Robeson County, North Carolina is one of the most racially diverse counties in the nation, and it is also heavily voted to elect President Trump. Robeson is approximately forty percent Native American, twenty-five percent black, thirty percent white, and the rest identify with other races or as mixed-race. This area is not stereotypical Trump territory. Before 2016, it only voted for a single Republican candidate in its entire history, however, Trump won it in 2016 by around four percent. This economically depressed area with a large minority population was perfect ground for a Trump surge, and it happened. On Election Day, Trump won Robeson County by around eighteen points, and it voted straight Republican in almost every single down-ballot race. 

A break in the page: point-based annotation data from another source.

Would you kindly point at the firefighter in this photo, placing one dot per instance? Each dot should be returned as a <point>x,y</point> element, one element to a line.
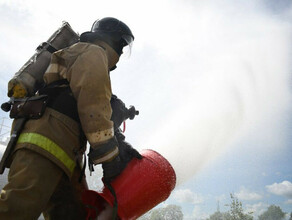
<point>45,167</point>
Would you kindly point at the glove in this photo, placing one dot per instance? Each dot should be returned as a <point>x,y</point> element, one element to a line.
<point>113,168</point>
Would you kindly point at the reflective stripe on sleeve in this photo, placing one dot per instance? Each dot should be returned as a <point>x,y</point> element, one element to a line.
<point>48,145</point>
<point>100,136</point>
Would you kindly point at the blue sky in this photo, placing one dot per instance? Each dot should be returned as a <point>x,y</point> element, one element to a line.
<point>212,81</point>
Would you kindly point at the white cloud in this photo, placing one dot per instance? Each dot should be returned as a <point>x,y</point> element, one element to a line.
<point>187,196</point>
<point>281,189</point>
<point>256,209</point>
<point>197,214</point>
<point>245,194</point>
<point>289,201</point>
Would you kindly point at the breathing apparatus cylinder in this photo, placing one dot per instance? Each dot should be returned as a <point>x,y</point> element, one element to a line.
<point>30,76</point>
<point>140,187</point>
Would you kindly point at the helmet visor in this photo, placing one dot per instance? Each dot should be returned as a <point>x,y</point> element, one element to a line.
<point>127,48</point>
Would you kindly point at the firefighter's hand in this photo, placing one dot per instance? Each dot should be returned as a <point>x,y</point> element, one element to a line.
<point>115,167</point>
<point>127,152</point>
<point>112,169</point>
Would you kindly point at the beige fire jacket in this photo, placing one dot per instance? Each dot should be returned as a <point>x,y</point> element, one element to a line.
<point>86,68</point>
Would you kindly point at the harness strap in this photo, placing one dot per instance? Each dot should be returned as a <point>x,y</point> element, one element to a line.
<point>115,205</point>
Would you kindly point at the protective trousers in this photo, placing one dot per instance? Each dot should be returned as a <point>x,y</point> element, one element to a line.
<point>36,185</point>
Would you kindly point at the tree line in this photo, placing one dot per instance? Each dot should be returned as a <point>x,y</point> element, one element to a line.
<point>235,212</point>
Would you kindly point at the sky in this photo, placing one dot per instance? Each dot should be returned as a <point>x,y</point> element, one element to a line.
<point>212,82</point>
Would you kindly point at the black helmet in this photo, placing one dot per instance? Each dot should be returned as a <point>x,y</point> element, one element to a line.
<point>110,30</point>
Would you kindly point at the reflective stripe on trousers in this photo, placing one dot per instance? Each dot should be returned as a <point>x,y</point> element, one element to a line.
<point>48,145</point>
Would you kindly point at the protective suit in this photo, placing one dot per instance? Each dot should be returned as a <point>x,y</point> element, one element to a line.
<point>45,167</point>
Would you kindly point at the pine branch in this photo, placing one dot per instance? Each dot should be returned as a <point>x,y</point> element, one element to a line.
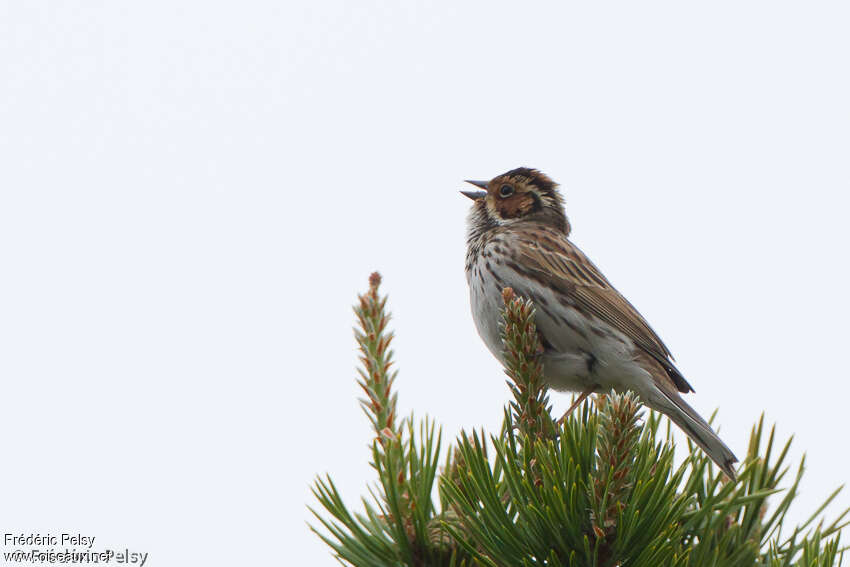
<point>601,490</point>
<point>531,408</point>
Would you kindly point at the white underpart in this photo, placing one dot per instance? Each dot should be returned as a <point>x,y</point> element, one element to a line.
<point>566,365</point>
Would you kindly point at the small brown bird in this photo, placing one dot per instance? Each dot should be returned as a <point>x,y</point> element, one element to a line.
<point>593,338</point>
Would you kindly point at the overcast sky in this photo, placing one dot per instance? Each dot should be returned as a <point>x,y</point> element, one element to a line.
<point>192,194</point>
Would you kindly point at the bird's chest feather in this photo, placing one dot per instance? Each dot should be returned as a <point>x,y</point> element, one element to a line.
<point>579,349</point>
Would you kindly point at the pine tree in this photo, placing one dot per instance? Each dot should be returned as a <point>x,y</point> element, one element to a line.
<point>602,489</point>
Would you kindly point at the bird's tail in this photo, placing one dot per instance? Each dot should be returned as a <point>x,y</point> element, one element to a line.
<point>683,415</point>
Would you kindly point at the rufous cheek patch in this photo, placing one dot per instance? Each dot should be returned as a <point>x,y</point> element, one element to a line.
<point>516,206</point>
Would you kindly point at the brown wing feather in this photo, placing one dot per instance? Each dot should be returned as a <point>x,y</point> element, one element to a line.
<point>553,255</point>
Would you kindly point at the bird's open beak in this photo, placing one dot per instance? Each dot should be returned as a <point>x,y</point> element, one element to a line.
<point>475,195</point>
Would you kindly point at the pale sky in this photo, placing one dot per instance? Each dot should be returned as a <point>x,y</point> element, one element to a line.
<point>192,194</point>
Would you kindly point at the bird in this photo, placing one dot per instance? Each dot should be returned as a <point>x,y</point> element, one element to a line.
<point>593,340</point>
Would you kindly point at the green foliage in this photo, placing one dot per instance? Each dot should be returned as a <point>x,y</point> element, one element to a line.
<point>601,489</point>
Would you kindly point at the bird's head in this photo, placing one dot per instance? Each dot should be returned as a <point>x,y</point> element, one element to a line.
<point>521,194</point>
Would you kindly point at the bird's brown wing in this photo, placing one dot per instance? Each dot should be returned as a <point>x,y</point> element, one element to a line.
<point>558,260</point>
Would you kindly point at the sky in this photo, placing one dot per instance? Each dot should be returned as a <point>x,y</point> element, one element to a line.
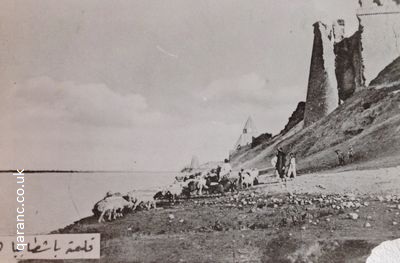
<point>144,84</point>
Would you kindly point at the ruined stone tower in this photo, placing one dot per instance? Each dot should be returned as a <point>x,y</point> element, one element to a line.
<point>342,65</point>
<point>348,61</point>
<point>322,94</point>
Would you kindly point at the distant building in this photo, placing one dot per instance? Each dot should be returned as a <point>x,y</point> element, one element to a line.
<point>194,164</point>
<point>249,131</point>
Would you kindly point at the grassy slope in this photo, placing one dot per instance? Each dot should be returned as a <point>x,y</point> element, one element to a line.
<point>369,121</point>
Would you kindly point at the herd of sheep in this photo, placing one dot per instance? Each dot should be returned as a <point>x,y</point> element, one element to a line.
<point>115,205</point>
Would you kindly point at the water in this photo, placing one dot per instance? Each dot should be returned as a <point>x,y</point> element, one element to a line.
<point>54,200</point>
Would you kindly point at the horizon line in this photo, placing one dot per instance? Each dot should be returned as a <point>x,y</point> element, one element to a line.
<point>86,171</point>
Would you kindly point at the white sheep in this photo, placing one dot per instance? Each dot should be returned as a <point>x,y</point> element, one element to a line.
<point>111,206</point>
<point>147,201</point>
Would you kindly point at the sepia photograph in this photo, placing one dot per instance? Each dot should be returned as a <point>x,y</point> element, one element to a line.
<point>200,131</point>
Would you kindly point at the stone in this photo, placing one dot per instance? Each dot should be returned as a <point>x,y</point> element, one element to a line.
<point>353,216</point>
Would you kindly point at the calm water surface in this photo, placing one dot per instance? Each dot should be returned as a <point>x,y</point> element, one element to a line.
<point>54,200</point>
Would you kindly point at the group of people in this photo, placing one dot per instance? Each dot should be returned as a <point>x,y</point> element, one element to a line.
<point>284,167</point>
<point>342,158</point>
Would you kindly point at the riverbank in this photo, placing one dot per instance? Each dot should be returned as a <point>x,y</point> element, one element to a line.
<point>331,217</point>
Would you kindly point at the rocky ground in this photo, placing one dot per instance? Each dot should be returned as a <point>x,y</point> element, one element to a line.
<point>333,217</point>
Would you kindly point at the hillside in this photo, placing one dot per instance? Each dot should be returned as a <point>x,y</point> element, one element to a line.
<point>369,122</point>
<point>389,76</point>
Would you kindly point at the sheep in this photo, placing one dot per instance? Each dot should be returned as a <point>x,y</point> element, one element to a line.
<point>147,201</point>
<point>248,177</point>
<point>111,206</point>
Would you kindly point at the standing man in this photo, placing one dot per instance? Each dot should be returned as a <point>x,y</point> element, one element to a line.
<point>292,166</point>
<point>351,154</point>
<point>280,164</point>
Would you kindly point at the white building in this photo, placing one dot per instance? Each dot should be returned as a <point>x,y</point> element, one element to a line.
<point>249,131</point>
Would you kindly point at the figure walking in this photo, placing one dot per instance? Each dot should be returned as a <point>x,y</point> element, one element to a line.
<point>292,166</point>
<point>280,164</point>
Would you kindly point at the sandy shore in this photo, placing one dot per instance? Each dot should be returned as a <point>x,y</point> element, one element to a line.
<point>305,220</point>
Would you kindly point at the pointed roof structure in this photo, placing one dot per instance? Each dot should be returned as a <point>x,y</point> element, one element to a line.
<point>249,131</point>
<point>194,164</point>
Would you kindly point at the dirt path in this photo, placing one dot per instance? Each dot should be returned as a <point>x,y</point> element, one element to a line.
<point>374,182</point>
<point>325,217</point>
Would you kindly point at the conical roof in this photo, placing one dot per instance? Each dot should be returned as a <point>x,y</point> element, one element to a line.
<point>194,164</point>
<point>249,127</point>
<point>249,131</point>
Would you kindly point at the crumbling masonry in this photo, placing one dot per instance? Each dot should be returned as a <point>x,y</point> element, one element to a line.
<point>342,65</point>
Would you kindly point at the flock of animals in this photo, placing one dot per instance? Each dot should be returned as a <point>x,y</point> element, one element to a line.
<point>115,205</point>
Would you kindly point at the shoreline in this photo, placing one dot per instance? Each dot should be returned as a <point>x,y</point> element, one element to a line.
<point>308,219</point>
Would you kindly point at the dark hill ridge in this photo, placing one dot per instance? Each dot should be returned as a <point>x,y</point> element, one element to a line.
<point>369,121</point>
<point>389,76</point>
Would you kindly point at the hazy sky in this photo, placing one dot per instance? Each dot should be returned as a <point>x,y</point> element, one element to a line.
<point>146,84</point>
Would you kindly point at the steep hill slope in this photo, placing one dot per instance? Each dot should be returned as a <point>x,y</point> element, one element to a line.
<point>369,122</point>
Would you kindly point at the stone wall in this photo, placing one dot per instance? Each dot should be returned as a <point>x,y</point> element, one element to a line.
<point>349,65</point>
<point>322,94</point>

The typical consensus during this election, and especially in Texas, was that higher turnout, specifically minority turnout, would dramatically benefit the left and usher in a blue wave that would wash across the nation. However, it should be obvious to anyone who has paid attention to the results that this did not happen. In fact, the unprecedented wave of minority turnout actually helped Trump. Trump improved his margins and vote share in almost every single American city including Los Angeles, Philadelphia, Miami, and Milwaukee. He also improved in minority-heavy rural areas like the Black Belt, Robeson County, and South Texas. These results show that the consensus was just wrong, and that there is a shift up and down ballot for the Party of Lincoln, Roosevelt, Eisenhower, and Trump. While Trump definitely did not win this election, he laid the groundwork for the party’s future electoral success.

It is sort of ironic that Donald Trump of all people was able to collect the highest share of the minority vote in the past sixty years of Republican electoral history. The man who ran as the antithesis of the famed 2012 Republican autopsy by campaigning on limiting immigration, law and order, and building a wall won the very voters that Republicans have been wanting for decades. If anything, it shows that the political class honestly does not understand the voters of this nation, and they really do not want to. A typical Republican would have run on increasing legal immigration and lowering cultural tensions. However, Trump, to his credit, threw out this playbook and created the least racially polarized electorate in American history. One must admit that it truly is bizarre that this happened, but it honestly should have been expected. Many of these voters are working class, culturally conservative, economically moderate, and fled from nations that have a history of popular right-wing populist caudillos and unpopular socialist leaders. It should have been obvious that Trump, who is personally more economically moderate and culturally conservative than most Republican politicians, would win these voters over. However, most prognosticators, once again, got it wrong, and if this trend of minorities towards the Republicans continues it is only bad news for the Democrats unless they can drag a sizable part of the Republican coalition into their party.